珈琲と占いの店 地底人4
それから私たちは料理を選んだ。そして私は和風パスタを。弥生さんは半熟卵のドリアを。美鈴さんはふわとろオムライスをそれぞれ注文した。あとはドリンクバーとフライドポテトも。いかにも女子高生が学校帰りに食べるようなメニューばかりだと思う。
「ふぅー。

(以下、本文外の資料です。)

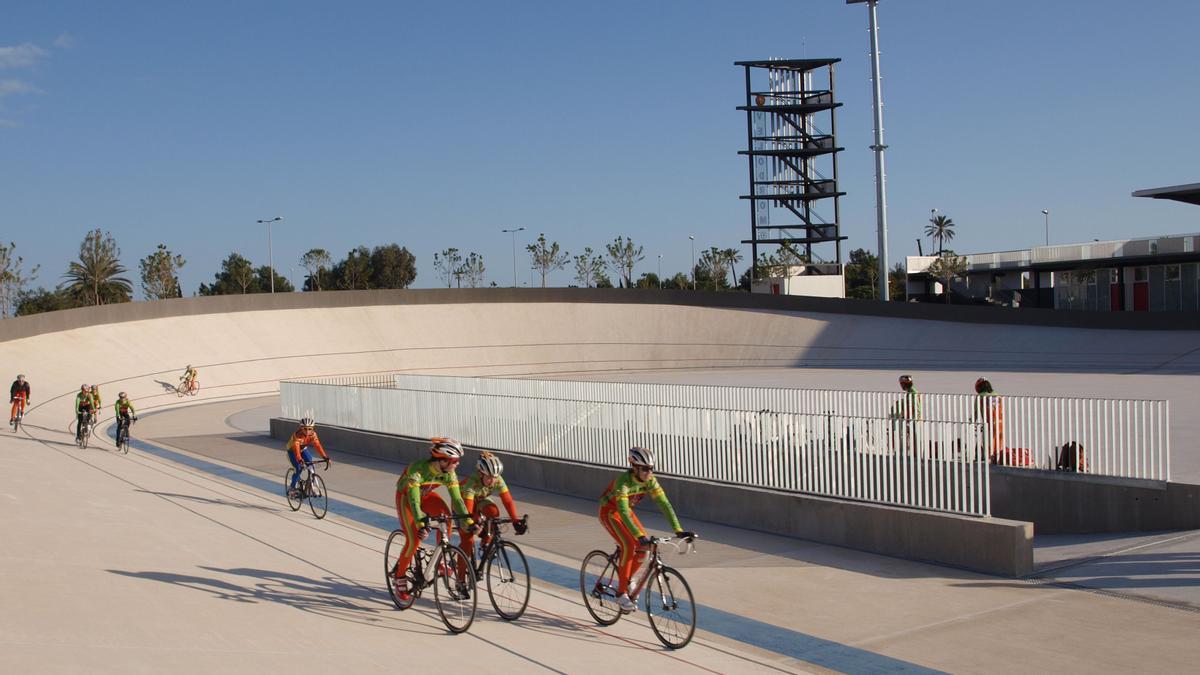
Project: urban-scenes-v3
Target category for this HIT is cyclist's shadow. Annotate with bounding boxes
[108,566,443,635]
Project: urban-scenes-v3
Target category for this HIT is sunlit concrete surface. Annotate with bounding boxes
[0,291,1200,673]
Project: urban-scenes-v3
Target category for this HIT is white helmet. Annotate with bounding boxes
[430,437,462,460]
[629,446,654,468]
[475,452,504,476]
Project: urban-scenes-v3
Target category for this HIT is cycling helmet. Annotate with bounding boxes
[430,437,462,461]
[475,453,504,476]
[629,446,654,468]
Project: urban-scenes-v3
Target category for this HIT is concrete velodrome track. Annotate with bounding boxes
[0,285,1200,673]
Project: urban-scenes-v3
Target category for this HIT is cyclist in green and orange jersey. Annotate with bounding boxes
[391,437,478,599]
[113,392,138,438]
[460,452,527,560]
[600,447,695,613]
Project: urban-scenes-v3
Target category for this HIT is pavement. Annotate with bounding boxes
[0,396,1200,673]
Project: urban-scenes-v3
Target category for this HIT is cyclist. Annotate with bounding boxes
[284,417,330,495]
[600,447,695,614]
[888,375,920,452]
[458,452,527,560]
[8,375,29,424]
[391,437,479,601]
[179,364,197,392]
[76,384,96,442]
[976,377,1004,461]
[113,392,138,438]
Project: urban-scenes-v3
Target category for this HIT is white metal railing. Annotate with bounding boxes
[280,376,990,515]
[283,374,1170,480]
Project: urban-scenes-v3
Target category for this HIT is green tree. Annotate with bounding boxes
[200,253,263,295]
[928,250,967,305]
[605,237,646,288]
[139,239,186,300]
[371,244,416,288]
[253,265,296,293]
[574,246,604,288]
[458,251,486,288]
[300,249,334,291]
[433,249,462,288]
[0,243,38,318]
[925,216,954,256]
[526,234,570,288]
[330,246,371,291]
[60,229,133,305]
[845,249,880,300]
[17,288,79,316]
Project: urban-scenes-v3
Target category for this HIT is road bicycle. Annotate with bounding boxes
[383,515,477,633]
[465,515,529,621]
[580,536,696,650]
[283,460,329,520]
[8,399,25,434]
[76,412,96,450]
[116,416,138,454]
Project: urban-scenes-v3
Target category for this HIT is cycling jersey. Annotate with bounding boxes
[113,399,138,417]
[462,473,518,520]
[288,429,329,464]
[396,459,470,525]
[600,470,683,537]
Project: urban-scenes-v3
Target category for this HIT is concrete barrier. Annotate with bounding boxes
[991,467,1200,534]
[271,418,1033,577]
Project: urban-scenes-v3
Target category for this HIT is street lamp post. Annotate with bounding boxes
[258,216,283,293]
[688,234,696,291]
[500,227,524,288]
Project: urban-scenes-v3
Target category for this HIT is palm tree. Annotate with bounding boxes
[925,216,954,255]
[60,229,133,305]
[721,249,742,288]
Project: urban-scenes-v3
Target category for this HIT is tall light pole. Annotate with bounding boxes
[500,227,524,288]
[258,216,283,293]
[846,0,888,301]
[688,234,696,291]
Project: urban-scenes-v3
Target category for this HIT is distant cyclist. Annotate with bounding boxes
[600,447,695,614]
[288,417,330,495]
[8,375,29,424]
[113,392,138,437]
[391,437,478,601]
[76,384,96,442]
[460,452,526,560]
[179,364,197,392]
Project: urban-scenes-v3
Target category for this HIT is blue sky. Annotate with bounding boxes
[0,0,1200,294]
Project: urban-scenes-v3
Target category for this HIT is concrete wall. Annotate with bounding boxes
[271,419,1033,577]
[991,467,1200,534]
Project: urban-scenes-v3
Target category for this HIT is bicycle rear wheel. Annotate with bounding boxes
[484,542,529,621]
[580,550,620,626]
[307,471,329,520]
[644,567,696,650]
[283,468,304,510]
[433,546,479,633]
[383,530,416,609]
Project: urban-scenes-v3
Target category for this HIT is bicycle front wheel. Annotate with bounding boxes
[283,468,304,510]
[308,472,329,520]
[644,567,696,650]
[433,546,479,633]
[484,542,529,621]
[580,550,620,626]
[383,530,416,609]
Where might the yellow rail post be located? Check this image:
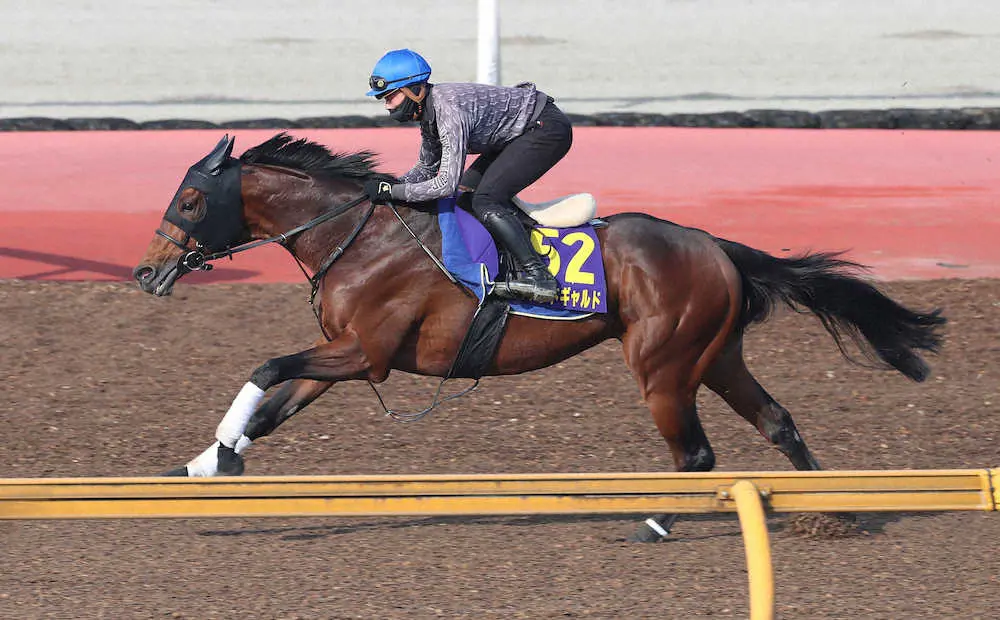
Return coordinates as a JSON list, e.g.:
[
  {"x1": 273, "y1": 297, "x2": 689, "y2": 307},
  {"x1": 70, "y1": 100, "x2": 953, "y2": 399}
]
[{"x1": 722, "y1": 480, "x2": 774, "y2": 620}]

明日の仕事は酒々井だったよね?」
注文が終わると美鈴さんが弥生さんにそう尋ねる。
「そう。酒々井駅の近くの児童福祉施設だね。確か……。『あけぼし』ってとこだよ」
「ふーん。じゃあ四月に行ったとこと同じような感じか……」
「うん。だいたいそんな感じだね。……とりあえずドリンクバー行こっか」
弥生さんはそう言うと立ち上がった。心なしか街中より表情が明るくなったように見える。
ドリンクを持って席に戻るとすぐに男性店員がフライドポテトを運んできた。そして彼はサッと料理だけ置くと忙しなく下がっていった。店内はけっこう混んでいるし、彼も相当忙しいのだろう。
「ポーテト! ポテト!」
美鈴さんがそんな変な歌を歌いながらフライドポテトをつまんだ。そして付け合わせのケチャップにディップすると五、六本一気に頬張る。
「食い意地張ってんなぁ」
弥生さんは呆れながら言うと紙ナプキンを美鈴さんに差し出した。美鈴さんは「あっえ、おああふいへはんはほん」と口にポテトが入ったまま行儀悪く答える。
「え? 何て?」
「……ふぅ。だって! お腹空いてたんだもん! ほら、二人とも食べな! 食べないと元気でないよ!」
「……いただきます」
それから私たちの席には次々と注文した料理が届いた。美鈴さんの頼んだオムライスからは美味しそうな湯気が立ち上っている。
「おぉー! やっぱオムライスはふわとろだよねぇ」
美鈴さんはそんな風に大げさなリアクションをするとオムライスを頬張った。そして「うーん。やっぱ最高だよねぇ」と言ってコーラを口に流し込む。
「美鈴さんって美味しそうに食べるね」
「うん。やっぱご飯は美味しく食べたいじゃん? もし戦争になったら生きるためだけに食べるようになっちゃうもん。平和を感じながら食べるご飯って本当に幸せなんだよねぇ」
美鈴さんはどことなく達観したみたいな言い方をした。そして「命を食べるってありがたいし幸せなことだよ」と付け加える。
「……あんたみたいに食べてくれたらファミレスの厨房の人も喜びそうね」
「ん? そうかね? ま、でも料理作ってくれた人にも感謝だよねぇ」
美鈴さんはそう言うともう一口頬張った。まるでお子様ランチを食べる子供みたいだな。私はそう思った。